Wednesday, May 26, 2021

OVP: Raya and the Last Dragon (2021)

Film: Raya and the Last Dragon (2021)
Stars: Kelly Marie Tran, Awkwafina, Izaac Wang, Gemma Chan, Daniel Dae Kim, Sandra Oh
Director: Don Hall & Carlos Lopez Estrada
Oscar History: 1 nomination (Best Animated Feature Film)
Snap Judgment Ranking: 2/5 stars

The long drought is over.  While this was over a week ago (and I have since been to another movie in theaters), Raya and the Last Dragon was the movie that got me back into theaters.  I sat, ate my chicken fingers (I had just had popcorn the night before, and honestly I cannot stress enough how much fun it is to eat chicken fingers in a movie theater), and watched in awe (and yes, I cried during the opening credits of the movie just as I realized that I felt at home for the first time in months).  I have said for a long while that it was going to be difficult to rate the first movie I watched when I got back into the theaters, and it was made particularly challenging because it was a film that checks a lot of boxes for me.  I generally like Disney's animated fare (in the past decade, more so than Pixar's output), and this is a gorgeous, colorful movie (though not a musical).  However, I'm not blind, and do see that while Raya has its moments, it does suffer from a simplified plot & a repetitive story structure.

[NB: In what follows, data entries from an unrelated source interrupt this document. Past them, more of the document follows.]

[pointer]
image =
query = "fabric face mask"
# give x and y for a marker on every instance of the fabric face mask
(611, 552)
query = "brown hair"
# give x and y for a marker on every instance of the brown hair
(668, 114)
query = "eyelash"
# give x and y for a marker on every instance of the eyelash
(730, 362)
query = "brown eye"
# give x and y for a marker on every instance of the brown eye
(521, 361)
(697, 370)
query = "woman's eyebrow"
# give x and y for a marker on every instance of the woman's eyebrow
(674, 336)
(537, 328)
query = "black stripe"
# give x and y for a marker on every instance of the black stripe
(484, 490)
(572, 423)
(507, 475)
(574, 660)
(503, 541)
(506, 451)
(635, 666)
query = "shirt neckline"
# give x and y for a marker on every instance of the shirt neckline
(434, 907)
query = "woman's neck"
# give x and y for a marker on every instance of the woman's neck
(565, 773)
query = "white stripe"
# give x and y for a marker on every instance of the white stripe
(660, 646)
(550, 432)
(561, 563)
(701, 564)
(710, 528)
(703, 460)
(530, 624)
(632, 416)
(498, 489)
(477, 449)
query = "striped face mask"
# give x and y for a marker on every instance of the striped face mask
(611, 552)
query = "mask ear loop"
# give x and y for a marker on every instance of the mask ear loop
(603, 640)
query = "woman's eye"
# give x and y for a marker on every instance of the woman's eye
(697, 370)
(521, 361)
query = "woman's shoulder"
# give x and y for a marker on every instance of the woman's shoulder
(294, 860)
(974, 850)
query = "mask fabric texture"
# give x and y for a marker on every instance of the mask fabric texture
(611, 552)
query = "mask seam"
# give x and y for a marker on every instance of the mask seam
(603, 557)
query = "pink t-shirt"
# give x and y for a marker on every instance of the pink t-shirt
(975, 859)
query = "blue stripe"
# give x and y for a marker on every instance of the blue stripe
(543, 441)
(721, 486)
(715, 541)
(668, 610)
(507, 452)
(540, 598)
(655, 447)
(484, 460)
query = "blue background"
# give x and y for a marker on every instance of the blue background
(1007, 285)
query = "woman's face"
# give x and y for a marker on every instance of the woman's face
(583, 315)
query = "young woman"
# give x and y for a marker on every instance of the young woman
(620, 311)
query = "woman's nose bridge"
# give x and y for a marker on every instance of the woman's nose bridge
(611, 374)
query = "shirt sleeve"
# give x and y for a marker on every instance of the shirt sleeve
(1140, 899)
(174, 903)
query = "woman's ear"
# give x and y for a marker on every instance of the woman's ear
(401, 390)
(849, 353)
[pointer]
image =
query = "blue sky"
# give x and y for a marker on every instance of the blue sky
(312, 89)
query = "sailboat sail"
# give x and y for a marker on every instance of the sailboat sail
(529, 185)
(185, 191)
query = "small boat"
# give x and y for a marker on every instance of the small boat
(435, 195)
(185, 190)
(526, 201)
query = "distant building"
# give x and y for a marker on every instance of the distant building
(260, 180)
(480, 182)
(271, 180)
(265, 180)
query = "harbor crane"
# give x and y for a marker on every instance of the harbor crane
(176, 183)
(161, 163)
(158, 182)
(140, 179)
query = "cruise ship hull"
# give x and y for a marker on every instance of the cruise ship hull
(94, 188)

(Spoilers Ahead) The movie is about Raya (Tran), a young warrior princess whose father Chief Benja (Kim) protects a sacred orb that supposedly keeps an evil called the Druun at bay.  When Benja invites the four leaders of the neighboring kingdoms, who assume that Benja's Heart kingdom is prosperous because of the orb, the daughter of one of the chiefs, Namaari (Chan) tries to steal the orb, but instead breaks it & the result is that the Druun is released, turning Chief Benja into stone.  Years later, Raya uses her orb to free Sisu (Awkafina), the last dragon, to help her in her quest to best the Druun.  Sisu is kind of the runt-of-the-litter in terms of her dragon siblings, but they go on a quest to steal the pieces of the orb & put them back together with Namaari, trying to steal the orb pieces for herself & the protection of her kingdom, following in pursuit.

It's a Disney movie, so you can guess how things turn out (hint-everyone is happy & harmonious), but Raya for a while does tread some new territory that Disney hasn't always trod in the past.  It's hard not to see the indictment in people's greed in the way the orb is broken as people want it to be theirs even if it means no one can have it (everything from climate change to democracy is under the microscope there, and though it was made before, it's hard not to see the spread-of-the-pandemic & people needlessly skipping masks & vaccines at the sacrifice of others, in that sequence).  Disney isn't usually so obliquely political (save for Zootopia), and I liked it.

But the rest of the movie doesn't have this kind of tenacity, and is bogged down in a script that basically has Raya go to a kingdom, find a piece of the orb, find a new sidekick, and learn the same lesson.  Raya isn't an interesting leading princess, her single-minded determination never letting her get out of her shell, and while she has a complicated relationship with Namaari (with clear queer overtunes if your antennae are up), it doesn't work for me.  Awkafina's Sisu is the highlight of the movie, as her comedic skills are aces with the dragon character, but the script isn't quite funny enough to make this a Genie or Dory situation, where a film is brought to another level by a comedian capable of such things.  Instead, it's beautiful but kind of blah, a movie that is great to see in theaters...mostly because it's always great to see a movie in theaters.